Farrell, who was busy putting together an order for delivery to a customer's private plane when I spoke to him, says the downtown Haskell's has, in fact, run out of a few specific brands and vintages, but that happens every year. At the moment there's no Veuve Clicquot La Grande Dame, Pol Roger Cuvée Winston Churchill or Louis Roederer Cristal--the premium vintage champagne only made in years when Roederer judges its grapes to be especially fabulous.
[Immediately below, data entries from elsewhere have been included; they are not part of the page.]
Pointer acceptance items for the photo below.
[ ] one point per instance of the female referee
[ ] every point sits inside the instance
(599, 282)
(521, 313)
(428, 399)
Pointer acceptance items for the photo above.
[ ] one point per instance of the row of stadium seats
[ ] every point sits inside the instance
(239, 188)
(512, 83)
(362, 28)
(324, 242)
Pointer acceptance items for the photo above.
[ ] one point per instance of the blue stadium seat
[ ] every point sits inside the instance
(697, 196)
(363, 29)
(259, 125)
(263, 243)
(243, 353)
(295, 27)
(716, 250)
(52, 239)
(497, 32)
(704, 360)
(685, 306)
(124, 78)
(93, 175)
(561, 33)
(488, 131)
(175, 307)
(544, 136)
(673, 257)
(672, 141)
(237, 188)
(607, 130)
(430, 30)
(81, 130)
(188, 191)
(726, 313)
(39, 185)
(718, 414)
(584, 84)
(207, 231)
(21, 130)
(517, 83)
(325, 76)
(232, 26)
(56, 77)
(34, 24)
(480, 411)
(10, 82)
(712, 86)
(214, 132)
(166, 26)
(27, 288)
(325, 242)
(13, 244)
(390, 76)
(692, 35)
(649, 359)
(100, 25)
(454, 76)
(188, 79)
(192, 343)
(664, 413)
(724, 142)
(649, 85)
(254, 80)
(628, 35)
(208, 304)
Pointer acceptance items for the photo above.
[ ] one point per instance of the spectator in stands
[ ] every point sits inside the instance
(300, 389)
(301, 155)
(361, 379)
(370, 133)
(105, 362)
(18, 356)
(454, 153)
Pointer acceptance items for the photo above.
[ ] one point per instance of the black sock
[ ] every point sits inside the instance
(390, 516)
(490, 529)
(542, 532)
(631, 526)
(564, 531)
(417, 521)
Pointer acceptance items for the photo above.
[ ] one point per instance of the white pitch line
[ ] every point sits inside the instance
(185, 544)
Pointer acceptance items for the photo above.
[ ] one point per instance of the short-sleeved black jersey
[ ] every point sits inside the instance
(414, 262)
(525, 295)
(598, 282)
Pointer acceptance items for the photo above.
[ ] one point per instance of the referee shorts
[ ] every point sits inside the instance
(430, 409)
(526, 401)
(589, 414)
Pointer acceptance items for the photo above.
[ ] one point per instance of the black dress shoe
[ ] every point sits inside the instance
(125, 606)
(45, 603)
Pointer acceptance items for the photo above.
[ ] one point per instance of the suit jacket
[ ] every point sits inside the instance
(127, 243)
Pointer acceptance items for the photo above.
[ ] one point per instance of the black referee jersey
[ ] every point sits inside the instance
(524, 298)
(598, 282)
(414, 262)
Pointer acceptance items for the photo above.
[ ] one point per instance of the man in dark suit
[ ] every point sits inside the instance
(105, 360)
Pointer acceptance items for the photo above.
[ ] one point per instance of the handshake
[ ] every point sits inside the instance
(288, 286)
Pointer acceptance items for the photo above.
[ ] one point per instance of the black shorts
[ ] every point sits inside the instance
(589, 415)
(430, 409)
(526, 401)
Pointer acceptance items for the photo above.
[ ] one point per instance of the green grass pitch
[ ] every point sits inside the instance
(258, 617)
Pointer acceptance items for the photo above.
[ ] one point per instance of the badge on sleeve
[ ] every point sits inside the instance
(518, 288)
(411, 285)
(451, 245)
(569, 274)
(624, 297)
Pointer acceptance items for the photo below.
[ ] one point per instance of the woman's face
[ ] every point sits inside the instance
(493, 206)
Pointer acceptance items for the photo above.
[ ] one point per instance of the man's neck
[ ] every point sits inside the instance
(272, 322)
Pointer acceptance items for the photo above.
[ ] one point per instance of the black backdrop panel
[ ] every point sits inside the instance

But like every major retailer I spoke with, Farrell also has scads of very nice champagne left in a variety of price ranges. A few days before Christmas, Haskell's offered Perrier-Jouët nonvintage at $29.99; Perrier-Jouët Fleur de Champagne for $109.99; special millennium packages of Gosset with a complimentary watch ($29.99); and a few of those magnificent, multiliter bottles that fill champagne lovers' dreams: "We have four or five nine-liter bottles," Farrell announces. "There's also a big, bad dog of a 15-liter Gosset for $1,300--a whole lot of party right there."

If you've never heard of Gosset (pronounced Gah-say), you're not alone. "It's one of the better-selling champagnes in Europe," Farrell explains. "It just never got a chance here, because Americans tend to be very label-loyal about their champagne." So will they sell a $1,300 bottle--even if it's from a winery that has been going strong since 1584--without name recognition? "We will definitely sell it," says Farrell. "We just had two six-liter bottles of Cristal out here, at $2,000 each. We didn't even put them on display. We just let our 20 best customers know--and out they went."

But how does a 15-liter behemoth just go? Do you throw it in the back of your station wagon? ("Pretty much," Farrell says.) And how do you chill it? In the bathtub? "Get a garbage can or something," Farrell advises, adding: "You definitely need a strong arm to pour that out. It's not something you just pass around the table."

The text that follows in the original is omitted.